En cuando al DIU y a los métodos definitivos, las conclusiones son bastante más claras, porque se sabe que en ambos casos no va a influir el índice de la masa corporal, salvo que es verdad que se necesita una instrumentación más adecuada tanto en el caso de los DIU como en el de las ligaduras. Y la experiencia podría resultar más a favor del ginecólogo.

En un estudio sobre el uso de solo gestágenos (cuatro miligramos de drospirenona) en mujeres obesas entre una población que oscila entre el 8 y el 30% se señala que la diferencia en el índice de PEARL no variaba con respecto al de masa corporal de menor de 20 o mayor de 20 (IP 3 y 2,9, sin diferencias significativas).

Hay otros métodos anticonceptivos, algunos de ellos todavía no disponibles, en los cuales en las fichas técnicas, como es el caso del  Annovera, el anillo que dura un año y tiene el estradiol y acetato segesterona, o el parche anticonceptivo Twirla (estradiol más levonorgestrel), aconsejan que no deberían ser usador por las poblaciones obesas, pues disminuyen su eficacia. Sin embargo, el gel vaginal Phenoxy y la píldora Slinda no muestra esta diferencia.

Los estudios sobre los diferentes implantes disponibles apuntan que el del levonorgestrel seis anillos es el único en el que se encontró un incremento del índice de PEARL (entre 4 y 6), mientras en los demás no se hallaron diferencias significativas respecto al sobrepeso o la obesidad. Los DIU de levonorgestrel están claros en sus diversas concentraciones. Tampoco hay diferencias significativas de una reducción de la eficacia y asimismo no se encontró con el acetato de medroxiprogesterona (progestágeno sintético) en su versión intramuscular o subcutánea.

Meta-análisis Yamazaki, Dragoman, Cochrane

En relación con los diferentes meta-análisis el de Yamazaki (realizado en 2015 con más de 14.000 mujeres de ellas un 30 y un 8% de población obesa. Se estimó que existía un cambio de disminución de la eficacia con un aumento del índice PEARL de 1,84 a 2,05 cuando se aludía al IMC, excluyendo el parche que en su ficha recomendaba no ser usado por mujeres de más de 90 kilos. El riesgo relativo aumentó a 1,44, lo que establece que una mujer corre el riesgo en 44% más de posibilidades de quedarse embarazada utilizando la ACH combinada.

El meta-análisis de M. Dragoman (2017) incluye más de 15 estudios sin tener en cuenta el combinable inyectable vaginal, ni el anillo. Incluye análisis de bajo nivel de evidencia y de los que tienen que ver con la eficacia 3 ofrecen una calidad media baja. Aquellas mujeres que tenían un peso por encima de los 90 kilos y usaban el parche, sí iban a padecer una disminución de la eficacia. “El riesgo de fallo de la anticoncepción hormonal combinada en obesas vs mujeres de peso normal es limitado por la pobre calidad de los estudios. Los análisis que muestran resultados mixtos con diferencias absolutas en los fallos de la AHC según el peso y el IMC son pequeños. Parece que el IMC puede contribuir a una disminución de la eficacia del parche”, indica el estudio M. Dragoman.

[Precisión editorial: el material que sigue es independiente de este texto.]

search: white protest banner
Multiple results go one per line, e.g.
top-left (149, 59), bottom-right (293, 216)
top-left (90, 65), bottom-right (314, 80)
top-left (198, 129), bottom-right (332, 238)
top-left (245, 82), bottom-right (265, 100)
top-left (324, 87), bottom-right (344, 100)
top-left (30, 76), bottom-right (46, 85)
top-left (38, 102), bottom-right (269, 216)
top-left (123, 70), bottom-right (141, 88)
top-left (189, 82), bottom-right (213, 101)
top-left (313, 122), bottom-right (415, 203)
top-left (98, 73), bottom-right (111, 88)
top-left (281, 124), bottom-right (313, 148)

La última revisión de la red Cochrane de investigadores recoge más de ocho estudios entre 63.000 mujeres. Incluye el implante tanto el de dos varillas de levonorgestrel como el de etonogestrel, lo mismo que el acetato medroxiprogesterona y los DIU. No encuentra diferencia entre el peso y la eficacia anticonceptiva, si bien hace unas recomendaciones, lo  mismo que la Sociedad Europea de Anticoncepción, sobre la conveniencia de usar los DIU solo gestágenos en las mujeres obesas pero sólo por el efecto metabólico y el riesgo tromboembólico.

No disminución en la eficacia, sí en la AU

“A día de hoy en la anticoncepción hormonal combinada y solo gestágenos, según los datos disponibles, concluimos que no existe una disminución de la eficacia en la población obesa”, indicó la Dra. Correa Rancel.

Sí hay una disminución de la eficacia en la anticoncepción de urgencia (AU), tanto en lo referente a la píldora en levonorgestrel (LNG) como en el acetato ulipristal. Encontrándose que en aquella población que tiene un IMC por encima de 25 el de PEARL con la píldora LNG aumenta el 5,6% y con el acetato ulipristal cuando se incrementaba en la población con el IMC por encima de 30.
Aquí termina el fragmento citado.